Much of our afternoon passed in a similar fashion, strolling through the streets enjoying the various sites of the city. We stumbled across a cathedral, which seemed to be squashed in between other large buildings. The clean-cut sandy stonework rose up in front of us, causing us to crane our necks to see the detailed masonry. Inside a service was in progress, we didn’t intrude for long, standing in the back for a short time listening to the words we could not understand. Among other things, we saw the house of the Grand Duchy, various government buildings and many churches.


Heading in the general direction of the van, we decided to explore some of the smaller pathways of the fortifications to see where they would lead. Steep staircases descended to little passageways, which lead to small towers with their own spiral staircases. One deposited us onto a footbridge across the river, and led to a small enclosed area of grass on the banks of the Azlette. The sun was heating the stone walls and small lizards were emerging from all the nooks and crannies to sun themselves, disappearing in a flash as we walked past.

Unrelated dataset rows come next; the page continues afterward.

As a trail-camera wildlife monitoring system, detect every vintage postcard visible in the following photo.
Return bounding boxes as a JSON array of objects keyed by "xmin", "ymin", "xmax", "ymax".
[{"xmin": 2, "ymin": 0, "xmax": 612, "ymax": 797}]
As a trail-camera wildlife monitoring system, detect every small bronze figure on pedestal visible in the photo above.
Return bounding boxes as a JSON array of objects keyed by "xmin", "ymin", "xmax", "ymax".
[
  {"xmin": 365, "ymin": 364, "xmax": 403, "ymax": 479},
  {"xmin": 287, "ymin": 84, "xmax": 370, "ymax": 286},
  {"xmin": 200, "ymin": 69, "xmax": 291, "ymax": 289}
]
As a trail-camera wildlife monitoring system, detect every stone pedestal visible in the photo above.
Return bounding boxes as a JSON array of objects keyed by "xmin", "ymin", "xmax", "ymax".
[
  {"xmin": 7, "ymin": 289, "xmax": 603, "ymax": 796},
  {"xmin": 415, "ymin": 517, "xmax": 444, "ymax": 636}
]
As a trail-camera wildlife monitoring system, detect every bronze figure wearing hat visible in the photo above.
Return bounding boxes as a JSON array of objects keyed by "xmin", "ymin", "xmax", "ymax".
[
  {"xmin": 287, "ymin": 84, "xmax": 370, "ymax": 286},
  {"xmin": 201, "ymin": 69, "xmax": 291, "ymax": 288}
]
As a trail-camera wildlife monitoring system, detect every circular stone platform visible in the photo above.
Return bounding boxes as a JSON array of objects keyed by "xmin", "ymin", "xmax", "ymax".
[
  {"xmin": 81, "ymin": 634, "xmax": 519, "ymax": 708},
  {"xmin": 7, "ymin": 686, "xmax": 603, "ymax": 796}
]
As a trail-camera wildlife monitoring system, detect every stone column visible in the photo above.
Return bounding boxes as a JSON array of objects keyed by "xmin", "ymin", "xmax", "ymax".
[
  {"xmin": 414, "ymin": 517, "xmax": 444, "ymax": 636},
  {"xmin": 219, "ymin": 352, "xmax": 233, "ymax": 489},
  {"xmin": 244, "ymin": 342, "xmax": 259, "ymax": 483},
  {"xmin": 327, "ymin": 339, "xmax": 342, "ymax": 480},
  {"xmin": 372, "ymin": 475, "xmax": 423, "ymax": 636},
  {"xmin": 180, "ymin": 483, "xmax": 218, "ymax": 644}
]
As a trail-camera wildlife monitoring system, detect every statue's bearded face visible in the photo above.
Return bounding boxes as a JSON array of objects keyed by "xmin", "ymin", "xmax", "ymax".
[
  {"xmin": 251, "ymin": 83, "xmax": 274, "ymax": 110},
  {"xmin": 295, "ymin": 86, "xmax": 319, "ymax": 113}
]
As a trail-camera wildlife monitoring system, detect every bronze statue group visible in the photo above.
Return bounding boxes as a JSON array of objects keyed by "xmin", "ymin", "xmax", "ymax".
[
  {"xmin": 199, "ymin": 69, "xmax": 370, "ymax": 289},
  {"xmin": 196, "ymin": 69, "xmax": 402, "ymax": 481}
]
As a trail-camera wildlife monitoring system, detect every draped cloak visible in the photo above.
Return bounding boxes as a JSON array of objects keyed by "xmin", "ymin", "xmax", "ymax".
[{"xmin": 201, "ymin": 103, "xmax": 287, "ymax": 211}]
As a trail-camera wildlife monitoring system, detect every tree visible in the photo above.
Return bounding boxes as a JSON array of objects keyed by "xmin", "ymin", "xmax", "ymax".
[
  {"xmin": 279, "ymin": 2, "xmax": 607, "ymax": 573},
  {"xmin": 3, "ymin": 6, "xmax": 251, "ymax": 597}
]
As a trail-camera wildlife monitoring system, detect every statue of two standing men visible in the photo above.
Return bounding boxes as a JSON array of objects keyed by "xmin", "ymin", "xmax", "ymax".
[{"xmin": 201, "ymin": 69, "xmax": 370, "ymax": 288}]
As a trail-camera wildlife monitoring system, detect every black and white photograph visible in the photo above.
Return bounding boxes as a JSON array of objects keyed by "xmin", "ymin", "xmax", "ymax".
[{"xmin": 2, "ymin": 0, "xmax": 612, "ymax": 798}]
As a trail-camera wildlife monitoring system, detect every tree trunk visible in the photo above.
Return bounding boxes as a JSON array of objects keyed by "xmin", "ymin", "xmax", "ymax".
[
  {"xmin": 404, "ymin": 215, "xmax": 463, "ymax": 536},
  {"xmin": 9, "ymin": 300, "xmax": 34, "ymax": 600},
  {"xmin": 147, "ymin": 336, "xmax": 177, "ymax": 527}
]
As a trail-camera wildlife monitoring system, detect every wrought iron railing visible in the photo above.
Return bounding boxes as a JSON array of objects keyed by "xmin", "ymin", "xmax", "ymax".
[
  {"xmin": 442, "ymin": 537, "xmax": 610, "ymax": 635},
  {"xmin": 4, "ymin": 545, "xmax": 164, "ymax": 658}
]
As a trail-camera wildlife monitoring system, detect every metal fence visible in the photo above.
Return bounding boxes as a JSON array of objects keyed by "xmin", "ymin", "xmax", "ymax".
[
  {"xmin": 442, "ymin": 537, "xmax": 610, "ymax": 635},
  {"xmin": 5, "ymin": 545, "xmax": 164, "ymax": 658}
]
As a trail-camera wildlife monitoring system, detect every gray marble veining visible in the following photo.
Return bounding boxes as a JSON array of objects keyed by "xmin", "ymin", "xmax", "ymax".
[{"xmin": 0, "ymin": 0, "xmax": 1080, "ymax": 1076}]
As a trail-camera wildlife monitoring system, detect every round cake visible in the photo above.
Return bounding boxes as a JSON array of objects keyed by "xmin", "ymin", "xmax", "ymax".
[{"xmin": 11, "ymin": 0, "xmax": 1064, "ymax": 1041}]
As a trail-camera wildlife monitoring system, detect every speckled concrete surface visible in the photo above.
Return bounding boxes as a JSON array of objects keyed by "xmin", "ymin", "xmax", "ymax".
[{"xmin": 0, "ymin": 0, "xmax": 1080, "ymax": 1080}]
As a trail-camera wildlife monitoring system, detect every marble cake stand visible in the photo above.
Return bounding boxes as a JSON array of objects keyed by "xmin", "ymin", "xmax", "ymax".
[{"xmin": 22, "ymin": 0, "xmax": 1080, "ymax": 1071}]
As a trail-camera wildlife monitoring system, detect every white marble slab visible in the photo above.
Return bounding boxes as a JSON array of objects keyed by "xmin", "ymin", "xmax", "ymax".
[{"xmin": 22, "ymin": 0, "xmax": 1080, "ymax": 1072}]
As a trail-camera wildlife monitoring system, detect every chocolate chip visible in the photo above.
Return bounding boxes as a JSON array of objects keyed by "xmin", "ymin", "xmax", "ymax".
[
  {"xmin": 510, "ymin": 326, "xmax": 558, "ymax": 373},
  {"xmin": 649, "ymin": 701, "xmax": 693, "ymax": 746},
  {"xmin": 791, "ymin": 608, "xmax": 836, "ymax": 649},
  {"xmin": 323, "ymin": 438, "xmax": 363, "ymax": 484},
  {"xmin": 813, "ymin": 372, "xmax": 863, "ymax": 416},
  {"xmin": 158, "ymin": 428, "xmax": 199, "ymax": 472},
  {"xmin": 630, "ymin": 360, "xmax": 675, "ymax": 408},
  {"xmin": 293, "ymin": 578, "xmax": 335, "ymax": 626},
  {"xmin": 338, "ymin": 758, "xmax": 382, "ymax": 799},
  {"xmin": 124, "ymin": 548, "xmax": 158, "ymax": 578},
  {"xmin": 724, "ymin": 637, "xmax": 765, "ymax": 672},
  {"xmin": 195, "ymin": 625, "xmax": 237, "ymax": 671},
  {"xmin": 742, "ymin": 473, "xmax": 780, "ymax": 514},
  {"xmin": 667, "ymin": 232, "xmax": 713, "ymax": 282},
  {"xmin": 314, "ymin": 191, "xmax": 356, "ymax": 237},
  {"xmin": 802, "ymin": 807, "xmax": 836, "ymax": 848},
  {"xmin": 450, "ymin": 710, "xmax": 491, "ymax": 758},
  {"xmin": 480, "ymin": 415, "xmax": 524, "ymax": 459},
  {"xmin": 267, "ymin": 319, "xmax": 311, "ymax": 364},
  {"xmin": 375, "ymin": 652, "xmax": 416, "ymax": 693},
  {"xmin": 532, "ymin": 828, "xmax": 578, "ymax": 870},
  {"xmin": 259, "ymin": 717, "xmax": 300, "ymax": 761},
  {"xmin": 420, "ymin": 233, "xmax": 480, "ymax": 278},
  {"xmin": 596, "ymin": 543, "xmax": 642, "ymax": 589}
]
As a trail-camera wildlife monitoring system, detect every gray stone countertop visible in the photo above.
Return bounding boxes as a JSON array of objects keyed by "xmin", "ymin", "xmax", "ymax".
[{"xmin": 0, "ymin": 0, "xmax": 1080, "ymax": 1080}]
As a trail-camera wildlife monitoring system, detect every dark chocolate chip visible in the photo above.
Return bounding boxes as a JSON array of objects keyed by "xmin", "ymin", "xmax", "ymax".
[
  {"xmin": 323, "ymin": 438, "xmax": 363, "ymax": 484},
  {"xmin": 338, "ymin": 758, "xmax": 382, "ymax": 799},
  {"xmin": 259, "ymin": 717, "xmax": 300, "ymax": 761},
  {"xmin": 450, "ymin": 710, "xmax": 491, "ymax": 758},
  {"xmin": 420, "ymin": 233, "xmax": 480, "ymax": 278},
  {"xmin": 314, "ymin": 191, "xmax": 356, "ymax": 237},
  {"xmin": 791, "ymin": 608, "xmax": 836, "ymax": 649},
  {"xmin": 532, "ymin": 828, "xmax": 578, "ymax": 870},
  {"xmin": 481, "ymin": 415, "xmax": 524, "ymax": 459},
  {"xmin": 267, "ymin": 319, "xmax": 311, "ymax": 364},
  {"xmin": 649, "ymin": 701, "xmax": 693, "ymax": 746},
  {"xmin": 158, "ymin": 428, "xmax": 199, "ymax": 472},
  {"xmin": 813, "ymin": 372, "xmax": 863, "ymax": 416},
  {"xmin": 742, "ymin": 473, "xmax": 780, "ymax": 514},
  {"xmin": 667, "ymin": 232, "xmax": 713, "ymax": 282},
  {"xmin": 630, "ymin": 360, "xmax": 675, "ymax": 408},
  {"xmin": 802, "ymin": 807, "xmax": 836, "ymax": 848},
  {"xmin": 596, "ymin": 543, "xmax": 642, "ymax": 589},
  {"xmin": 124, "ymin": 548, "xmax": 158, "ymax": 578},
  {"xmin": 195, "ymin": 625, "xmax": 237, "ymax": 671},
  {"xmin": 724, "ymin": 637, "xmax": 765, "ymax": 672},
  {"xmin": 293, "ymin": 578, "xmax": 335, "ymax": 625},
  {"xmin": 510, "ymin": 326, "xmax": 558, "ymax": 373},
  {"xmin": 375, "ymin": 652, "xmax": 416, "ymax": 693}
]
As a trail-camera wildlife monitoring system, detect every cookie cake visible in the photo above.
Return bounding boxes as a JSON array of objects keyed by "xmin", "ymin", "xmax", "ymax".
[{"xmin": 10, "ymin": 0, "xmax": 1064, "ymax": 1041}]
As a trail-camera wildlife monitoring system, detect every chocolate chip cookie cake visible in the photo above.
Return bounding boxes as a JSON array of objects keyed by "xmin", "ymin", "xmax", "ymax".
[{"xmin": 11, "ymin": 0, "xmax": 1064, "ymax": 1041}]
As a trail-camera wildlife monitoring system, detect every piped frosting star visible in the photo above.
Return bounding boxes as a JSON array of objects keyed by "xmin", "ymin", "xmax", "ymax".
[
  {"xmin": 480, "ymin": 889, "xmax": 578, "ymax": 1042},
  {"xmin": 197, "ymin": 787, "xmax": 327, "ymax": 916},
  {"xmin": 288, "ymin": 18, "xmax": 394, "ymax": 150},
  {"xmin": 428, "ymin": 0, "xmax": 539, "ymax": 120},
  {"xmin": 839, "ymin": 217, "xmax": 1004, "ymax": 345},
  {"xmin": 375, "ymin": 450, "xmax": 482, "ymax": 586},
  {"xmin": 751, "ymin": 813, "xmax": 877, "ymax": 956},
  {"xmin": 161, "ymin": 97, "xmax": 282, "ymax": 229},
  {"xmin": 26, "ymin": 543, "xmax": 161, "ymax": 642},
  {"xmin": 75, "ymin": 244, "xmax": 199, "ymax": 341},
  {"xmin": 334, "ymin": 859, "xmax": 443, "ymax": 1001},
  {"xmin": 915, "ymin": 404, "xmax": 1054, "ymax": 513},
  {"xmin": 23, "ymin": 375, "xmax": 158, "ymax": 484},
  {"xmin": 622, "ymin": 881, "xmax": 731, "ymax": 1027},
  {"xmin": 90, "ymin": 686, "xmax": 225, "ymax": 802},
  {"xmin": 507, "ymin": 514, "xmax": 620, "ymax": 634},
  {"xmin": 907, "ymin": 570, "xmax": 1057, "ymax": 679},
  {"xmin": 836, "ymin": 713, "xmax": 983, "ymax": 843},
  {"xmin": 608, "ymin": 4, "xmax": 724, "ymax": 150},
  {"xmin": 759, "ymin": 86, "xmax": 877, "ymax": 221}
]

With one eye on the time we started making our way back to the van, got caught in another ridiculous rain shower, which started to ease as we headed back through the main square. We took a different route through the park and found a cool touristy Luxembourg sign (couldn’t resist a photo!) The more times we got side-tracked on our route back the quicker our pace had to become, and in no time we were at the van with 2 minutes to spare on the parking ticket and some lovely sunny memories of Luxembourg City!